Davvero Gelato's Layne Montgomery during a pop-up at Libby Hill
Post-college, VCU graduate Layne Montgomery spent almost a decade traveling across Europe and diving spoon-first into the best gelato each dreamy city had to offer. But it was in Bologna, Italy, after studying at Carpigiani Gelato University — a school dedicated to the cool craft — that the now 28-year-old decided to bring her expertise back home to Richmond. In 2020, Montgomery launched her pop-up concept, Davvero Gelato, which directly translates to “Real Gelato” in Italian. Offering classic flavors such as hazelnut and pistachio alongside less traditional combinations including a Turkish-inspired tahini gelato paired with a grape molasses cookie, all vegan, the gelato cart is making pop-up appearances at South of James Market, The Big Market and Libby Hill Park this summer.
Richmond magazine: Where are you originally from?
Layne Montgomery: I was born and raised in Glen Allen.
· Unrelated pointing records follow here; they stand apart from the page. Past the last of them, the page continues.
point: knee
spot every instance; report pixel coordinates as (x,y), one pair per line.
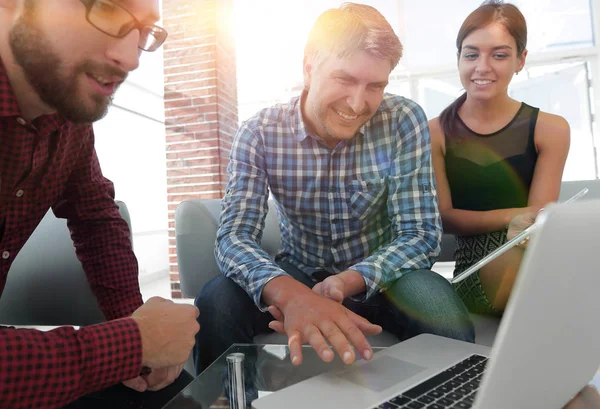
(420,285)
(219,299)
(430,300)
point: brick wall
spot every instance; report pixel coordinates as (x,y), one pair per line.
(200,104)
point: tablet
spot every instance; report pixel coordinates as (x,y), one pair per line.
(508,245)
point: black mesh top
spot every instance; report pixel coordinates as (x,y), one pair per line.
(492,171)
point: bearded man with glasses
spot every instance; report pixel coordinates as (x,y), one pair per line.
(61,62)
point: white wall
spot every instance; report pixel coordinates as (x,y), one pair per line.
(130,142)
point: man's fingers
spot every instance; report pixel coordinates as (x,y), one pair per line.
(276,313)
(339,342)
(295,345)
(336,295)
(356,335)
(313,336)
(277,326)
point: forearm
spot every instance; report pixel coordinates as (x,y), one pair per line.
(50,369)
(105,251)
(468,222)
(410,251)
(240,258)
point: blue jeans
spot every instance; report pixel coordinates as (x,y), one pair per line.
(419,302)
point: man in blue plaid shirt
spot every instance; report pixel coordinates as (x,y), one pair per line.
(349,170)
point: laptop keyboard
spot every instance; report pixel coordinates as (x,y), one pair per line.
(453,388)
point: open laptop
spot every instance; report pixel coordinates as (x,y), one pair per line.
(524,235)
(546,349)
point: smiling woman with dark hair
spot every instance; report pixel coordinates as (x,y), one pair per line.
(496,160)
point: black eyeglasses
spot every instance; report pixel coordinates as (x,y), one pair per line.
(116,21)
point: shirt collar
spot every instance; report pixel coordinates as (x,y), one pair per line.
(9,105)
(298,126)
(8,100)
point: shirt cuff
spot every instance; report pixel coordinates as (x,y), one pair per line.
(258,297)
(372,281)
(112,352)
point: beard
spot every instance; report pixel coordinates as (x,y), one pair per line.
(56,85)
(321,112)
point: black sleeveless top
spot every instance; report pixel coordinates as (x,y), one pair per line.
(489,172)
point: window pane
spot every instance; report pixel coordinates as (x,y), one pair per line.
(430,27)
(565,92)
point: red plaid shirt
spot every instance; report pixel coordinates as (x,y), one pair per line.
(51,162)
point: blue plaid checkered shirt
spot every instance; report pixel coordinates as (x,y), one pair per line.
(368,205)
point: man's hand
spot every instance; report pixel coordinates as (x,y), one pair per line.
(167,330)
(332,287)
(156,380)
(340,286)
(308,317)
(588,398)
(137,384)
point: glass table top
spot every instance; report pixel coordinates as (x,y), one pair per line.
(267,368)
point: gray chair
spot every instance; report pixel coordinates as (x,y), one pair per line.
(46,283)
(196,223)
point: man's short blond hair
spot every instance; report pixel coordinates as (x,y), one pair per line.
(351,28)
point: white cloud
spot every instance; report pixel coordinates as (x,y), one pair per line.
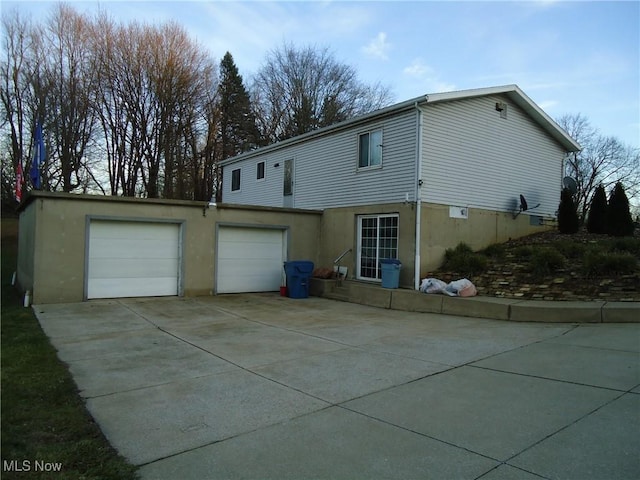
(417,69)
(425,78)
(378,47)
(548,104)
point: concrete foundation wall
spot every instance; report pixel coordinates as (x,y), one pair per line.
(54,231)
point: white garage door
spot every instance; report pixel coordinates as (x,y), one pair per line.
(249,259)
(133,259)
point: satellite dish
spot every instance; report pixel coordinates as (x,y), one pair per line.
(570,184)
(523,206)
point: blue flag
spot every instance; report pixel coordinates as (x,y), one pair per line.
(38,157)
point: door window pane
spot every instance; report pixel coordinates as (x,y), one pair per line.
(378,240)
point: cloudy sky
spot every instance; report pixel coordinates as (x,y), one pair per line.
(569,57)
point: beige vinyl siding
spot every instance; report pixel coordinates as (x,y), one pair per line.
(326,169)
(473,157)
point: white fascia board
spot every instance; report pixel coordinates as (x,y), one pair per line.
(523,101)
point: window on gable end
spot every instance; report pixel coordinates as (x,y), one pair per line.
(235,180)
(370,149)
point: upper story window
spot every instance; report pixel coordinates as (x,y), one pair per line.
(370,149)
(235,180)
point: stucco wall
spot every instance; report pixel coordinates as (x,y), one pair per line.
(57,226)
(26,249)
(438,232)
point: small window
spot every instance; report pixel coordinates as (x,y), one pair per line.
(235,180)
(370,149)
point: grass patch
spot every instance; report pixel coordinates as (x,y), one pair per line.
(43,417)
(545,260)
(523,252)
(496,251)
(570,249)
(597,262)
(625,244)
(464,261)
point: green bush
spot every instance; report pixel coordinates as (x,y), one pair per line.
(545,261)
(464,261)
(597,262)
(597,220)
(619,221)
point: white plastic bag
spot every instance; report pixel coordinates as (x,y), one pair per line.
(432,285)
(461,288)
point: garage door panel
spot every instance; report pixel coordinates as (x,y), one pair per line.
(127,287)
(130,248)
(249,259)
(133,259)
(132,268)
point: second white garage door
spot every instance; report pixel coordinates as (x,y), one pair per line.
(250,259)
(133,259)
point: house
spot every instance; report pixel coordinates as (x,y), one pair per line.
(413,179)
(405,182)
(73,248)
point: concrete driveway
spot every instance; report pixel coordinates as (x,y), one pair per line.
(261,386)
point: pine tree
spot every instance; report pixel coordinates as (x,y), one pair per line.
(568,221)
(597,221)
(619,219)
(237,125)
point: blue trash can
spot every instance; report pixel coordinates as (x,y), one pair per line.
(298,274)
(390,272)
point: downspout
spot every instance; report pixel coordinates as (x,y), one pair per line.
(418,180)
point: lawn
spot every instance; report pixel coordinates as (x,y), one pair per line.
(46,430)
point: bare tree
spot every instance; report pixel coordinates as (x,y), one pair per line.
(299,90)
(21,94)
(603,160)
(69,114)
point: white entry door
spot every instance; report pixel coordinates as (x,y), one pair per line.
(249,259)
(133,259)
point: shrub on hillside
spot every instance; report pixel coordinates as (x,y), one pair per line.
(523,252)
(570,248)
(597,262)
(597,220)
(463,260)
(619,221)
(625,244)
(568,221)
(495,251)
(545,261)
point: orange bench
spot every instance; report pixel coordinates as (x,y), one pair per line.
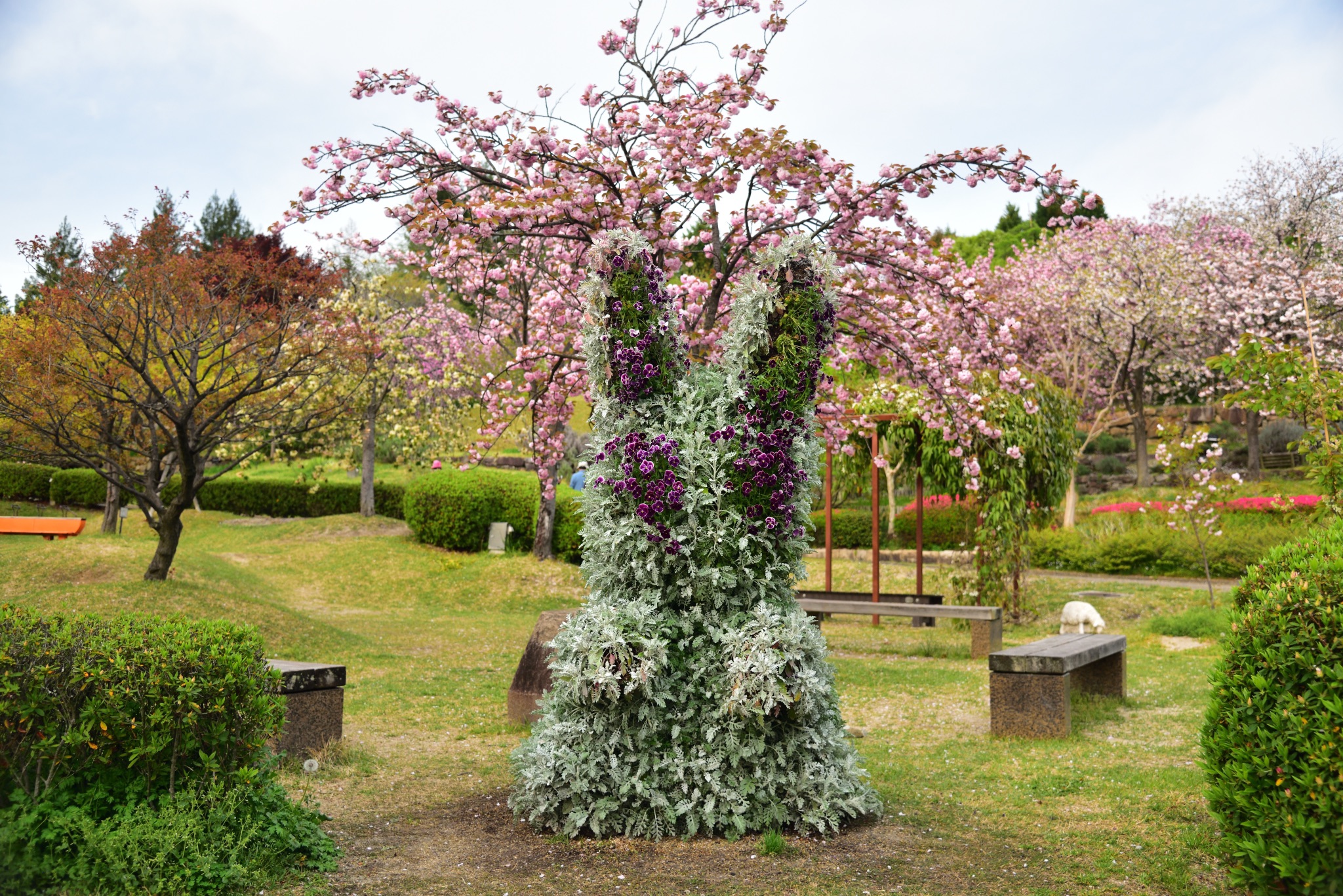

After attending VCU, I traveled around Italy for two summers, and after that I lived in Istanbul, Turkey, for seven and a half years. I finally made my way back to Richmond in 2018 to pursue my dream of making gelato while being close to my family.
RM: What prompted your decision to study in Bologna, Italy?
Montgomery: I studied at Carpigiani in Bologna. It’s a gelato university, and I took their entire course on making gelato. I had never cooked before or even made homemade ice cream. I figured if I took the course, I might discover I don’t like making gelato and I just like eating it, and that’s OK!
RM: What was one thing that surprised you during your gelato studies?
Montgomery: I didn’t realize how much math was involved — it is so much math. I have to figure out how much fat, sugar and solid [to use]. The course only included one day of vegan and dairy-alternative gelato-making. I have to apply the same principles and percentages used when making [milk-based] gelato to making oat-milk gelato.
RM: Why did you decide to make exclusively vegan gelato?
Montgomery: I’m not vegan, but I am a vegetarian. My mom is lactose intolerant, and I just wanted to create a gelato that she could have. Also, trying to source local dairy became difficult and cost-prohibitive with storage, so vegan gelato became my niche. Everyone can eat vegan gelato, and I wanted to make one that tasted just as good as traditional milk gelato. I always want to be true to authentic Italian gelato.